Set Theory #
Probability is based around set theory, or the mathematics of sets. A set is a collection of objects, called elements. There is no order to the elements in a set, and no duplicates. Sets are denoted by capital letters, and written using curly braces.
A subset is a set whose elements are all in another set. A superset is a set that contains all the elements of another set. A proper subset is a subset that is not equal to the original set. A proper superset is a superset that is not equal to the original set. Two sets are equal if they are subsets of one another.
Some symbols for sets:
- \(\in\) means “is an element of”
- \(\notin\) means “is not an element of”
- \(\subseteq\) means “is a subset of”
- \(\superseteq\) means “is a superset of”
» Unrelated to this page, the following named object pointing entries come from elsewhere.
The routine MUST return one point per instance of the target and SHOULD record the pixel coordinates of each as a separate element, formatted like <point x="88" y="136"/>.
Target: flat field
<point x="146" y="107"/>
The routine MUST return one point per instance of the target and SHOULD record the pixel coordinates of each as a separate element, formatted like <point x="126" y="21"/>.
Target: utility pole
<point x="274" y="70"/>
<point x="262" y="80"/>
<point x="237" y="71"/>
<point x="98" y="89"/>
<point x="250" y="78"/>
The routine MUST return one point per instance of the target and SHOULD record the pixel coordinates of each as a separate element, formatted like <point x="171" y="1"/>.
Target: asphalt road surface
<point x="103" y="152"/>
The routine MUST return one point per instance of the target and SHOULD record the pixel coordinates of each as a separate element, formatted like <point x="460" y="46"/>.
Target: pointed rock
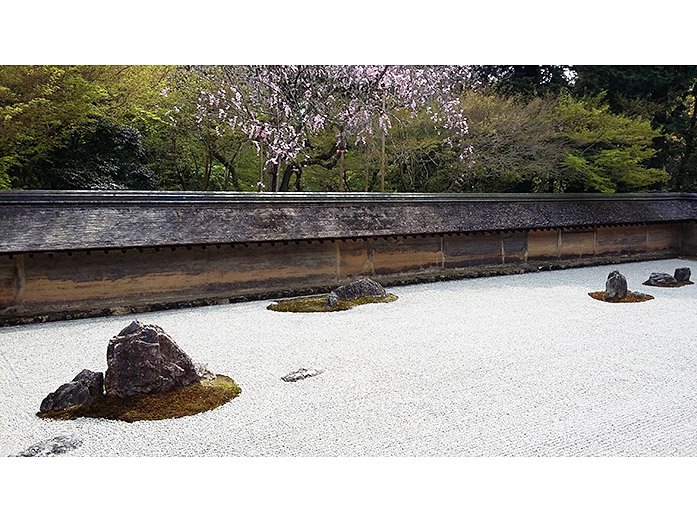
<point x="143" y="359"/>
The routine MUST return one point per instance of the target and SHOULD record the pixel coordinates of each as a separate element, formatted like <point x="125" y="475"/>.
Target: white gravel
<point x="525" y="365"/>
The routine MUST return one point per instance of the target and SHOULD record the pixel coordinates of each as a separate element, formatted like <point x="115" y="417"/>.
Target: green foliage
<point x="101" y="155"/>
<point x="635" y="128"/>
<point x="513" y="144"/>
<point x="608" y="152"/>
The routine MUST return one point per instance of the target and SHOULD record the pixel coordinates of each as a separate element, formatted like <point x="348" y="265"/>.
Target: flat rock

- \(\subset\) means “is a proper subset of”
- \(\superset\) means “is a proper superset of”
We can often use mathematical notation to describe sets. For example, \(\{x^2|x = 1, 2, 3, 4, 5\}\) means “the set containing the squares of 1, 2, 3, 4, and 5”, or \(\{1, 4, 9, 16, 25\}\) .
The null set is a set with nothing inside. It is denoted by \(\emptyset\) .
The universal set is the set containing all possible elements. It is denoted by \(S\) . Every set is a subset of the universal set.
The complement of a set is the set of all elements that are not in the original set. It is denoted by \(A^c\) .
The union of two sets is the set containing all elements in either set. It is denoted by \(A \cup B\) .
The intersection of two sets is the set containing all elements in both sets. It is denoted by \(A \cap B\) .
The difference of two sets is the set containing all elements in the first set that are not in the second set. It is denoted by \(A \setminus B\) .
Two sets are disjoint or mutually exclusive if they have no elements in common (that is, \(A \cap B = \emptyset\) ).
A collection of sets is collectively exhaustive if the union of all the sets is equal to the universal set (that is, \(\bigcup_{i=1}^n A_i = S\) ).
A collection of sets is a partition if it is both mutually exclusive and collectively exhaustive.
De Morgan’s law says that \((A \cup B)^c = A^c \cap B^c\) .
Applying Set Theory to Probability #
The basic model for studying probability is an experiment, which consists of a procedure and observations.
An outcome of an experiment is any possible observation of that experiment.
The sample space of an experiment is the finest-grain partition of all possible outcomes.
An event is a set of outcomes of an experiment.